Il parut trouver ça amusant.
« Le fiston tout faiblard tue subitement un démon de l'Île des Dix Absolus. Ça serait bizarre, pas vrai ? »
La confusion sur le visage de Shen Jue s'estompa progressivement et il reprit son air indifférent, avec une lueur meurtrière dans le regard.
« Je n'aurai pas besoin d'expliquer quoi que ce soit car ils ne retrouveront jamais ton corps. »
Note de Karura : Youh ouh, Shen Jue dévoile son côté puissant et dominateur !
L'auteur semble décidé à faire des chapitres super longs, au secours !
Bon, la situation de Sang Xinghe semble dramatique et vous aurez certainement remarqué comme Shen Jue en profite honteusement pour se faire valoir. Ah, il a beau être le héros, on a plus tendance à plaindre les méchants dans cette histoire.
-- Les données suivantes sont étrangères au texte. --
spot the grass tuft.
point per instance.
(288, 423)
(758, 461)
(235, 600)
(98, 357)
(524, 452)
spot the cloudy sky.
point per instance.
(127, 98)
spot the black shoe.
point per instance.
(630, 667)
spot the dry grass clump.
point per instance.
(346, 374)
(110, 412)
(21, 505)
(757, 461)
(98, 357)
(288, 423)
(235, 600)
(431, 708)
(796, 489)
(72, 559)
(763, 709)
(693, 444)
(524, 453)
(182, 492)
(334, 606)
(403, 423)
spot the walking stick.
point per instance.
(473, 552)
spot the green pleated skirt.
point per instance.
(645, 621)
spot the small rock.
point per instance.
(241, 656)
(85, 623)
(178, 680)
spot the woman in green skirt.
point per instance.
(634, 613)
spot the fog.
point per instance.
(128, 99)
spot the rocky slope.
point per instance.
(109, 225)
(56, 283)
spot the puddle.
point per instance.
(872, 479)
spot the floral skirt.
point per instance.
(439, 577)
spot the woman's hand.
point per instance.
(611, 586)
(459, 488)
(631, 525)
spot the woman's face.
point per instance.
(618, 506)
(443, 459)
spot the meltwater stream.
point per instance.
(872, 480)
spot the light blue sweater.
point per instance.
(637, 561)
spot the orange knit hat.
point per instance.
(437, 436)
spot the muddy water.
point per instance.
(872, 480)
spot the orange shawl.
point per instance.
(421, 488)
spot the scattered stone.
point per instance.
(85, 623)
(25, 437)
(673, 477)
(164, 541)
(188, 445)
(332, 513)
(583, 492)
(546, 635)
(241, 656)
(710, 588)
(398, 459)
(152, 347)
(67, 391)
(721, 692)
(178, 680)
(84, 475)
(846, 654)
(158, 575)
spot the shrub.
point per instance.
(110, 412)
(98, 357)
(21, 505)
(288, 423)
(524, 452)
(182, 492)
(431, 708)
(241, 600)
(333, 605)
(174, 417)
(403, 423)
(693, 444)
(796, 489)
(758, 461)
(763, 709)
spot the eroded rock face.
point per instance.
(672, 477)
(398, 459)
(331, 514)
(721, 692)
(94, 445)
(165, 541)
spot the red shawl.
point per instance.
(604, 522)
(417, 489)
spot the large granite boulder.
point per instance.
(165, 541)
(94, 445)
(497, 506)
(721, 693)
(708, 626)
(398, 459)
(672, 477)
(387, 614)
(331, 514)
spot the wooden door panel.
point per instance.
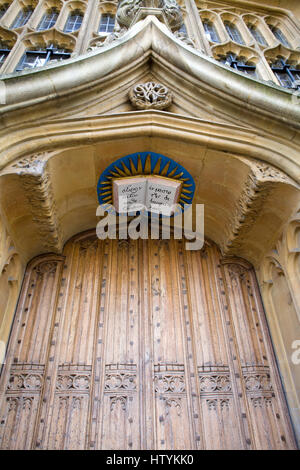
(140, 344)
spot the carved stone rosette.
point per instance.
(120, 384)
(150, 95)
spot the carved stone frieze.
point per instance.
(150, 95)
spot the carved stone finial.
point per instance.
(150, 95)
(184, 38)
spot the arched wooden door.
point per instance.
(141, 345)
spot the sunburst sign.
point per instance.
(145, 179)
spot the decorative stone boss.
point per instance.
(150, 95)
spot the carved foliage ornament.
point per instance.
(128, 9)
(150, 95)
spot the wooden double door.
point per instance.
(141, 344)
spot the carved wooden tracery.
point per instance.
(100, 360)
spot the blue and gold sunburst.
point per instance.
(145, 164)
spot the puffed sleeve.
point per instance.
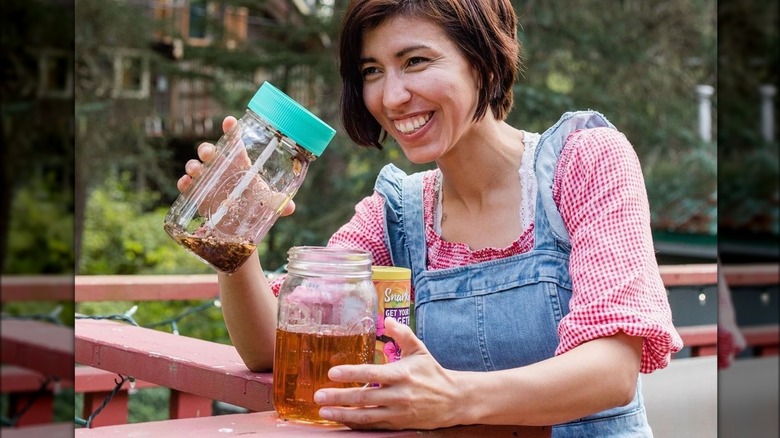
(600, 192)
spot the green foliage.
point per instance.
(41, 231)
(682, 188)
(124, 234)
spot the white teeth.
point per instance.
(407, 126)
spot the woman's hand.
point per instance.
(206, 153)
(414, 393)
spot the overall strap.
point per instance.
(548, 151)
(404, 223)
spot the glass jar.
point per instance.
(258, 167)
(326, 317)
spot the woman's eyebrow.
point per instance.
(399, 54)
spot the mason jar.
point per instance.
(258, 167)
(326, 317)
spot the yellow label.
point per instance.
(393, 286)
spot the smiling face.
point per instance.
(418, 86)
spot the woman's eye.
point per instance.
(368, 71)
(416, 61)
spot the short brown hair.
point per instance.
(485, 31)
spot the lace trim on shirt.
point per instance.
(443, 254)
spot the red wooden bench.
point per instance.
(35, 357)
(761, 340)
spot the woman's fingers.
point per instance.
(228, 123)
(206, 152)
(289, 208)
(193, 168)
(184, 183)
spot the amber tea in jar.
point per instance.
(327, 306)
(258, 167)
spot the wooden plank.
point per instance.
(689, 275)
(90, 379)
(18, 379)
(46, 348)
(36, 288)
(268, 425)
(53, 430)
(752, 275)
(203, 368)
(145, 287)
(186, 405)
(699, 335)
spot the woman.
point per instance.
(532, 260)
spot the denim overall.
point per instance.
(502, 313)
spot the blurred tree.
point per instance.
(112, 49)
(638, 63)
(36, 100)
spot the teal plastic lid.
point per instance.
(291, 119)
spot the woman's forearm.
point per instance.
(249, 310)
(560, 389)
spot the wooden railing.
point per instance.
(199, 371)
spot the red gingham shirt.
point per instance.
(600, 193)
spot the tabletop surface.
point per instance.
(268, 424)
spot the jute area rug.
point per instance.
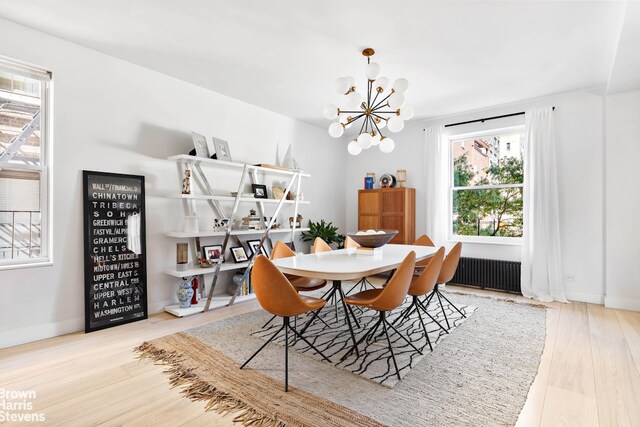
(479, 375)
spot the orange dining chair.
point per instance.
(448, 270)
(320, 245)
(423, 240)
(423, 285)
(300, 284)
(277, 296)
(349, 243)
(384, 300)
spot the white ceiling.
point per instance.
(285, 55)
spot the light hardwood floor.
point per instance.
(589, 374)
He Qiaoying revient et semble avoir percé Shen Jue à jour. Que va-t'il se passer ?
Attention, le prochain chapitre sera le dernier de ce monde. Préparez vos mouchoirs !
Notes du chapitre :
(1) Le nom d'un des Bouddhas. Les prêtres l'utilisent souvent comme un équivalent de "amen" ou pour ponctuer leurs paroles.
(2) Un idiome pour exprimer un chagrin très vif.
(3) Un idiome signifiant profiter de conditions favorables pour se montrer magnanime.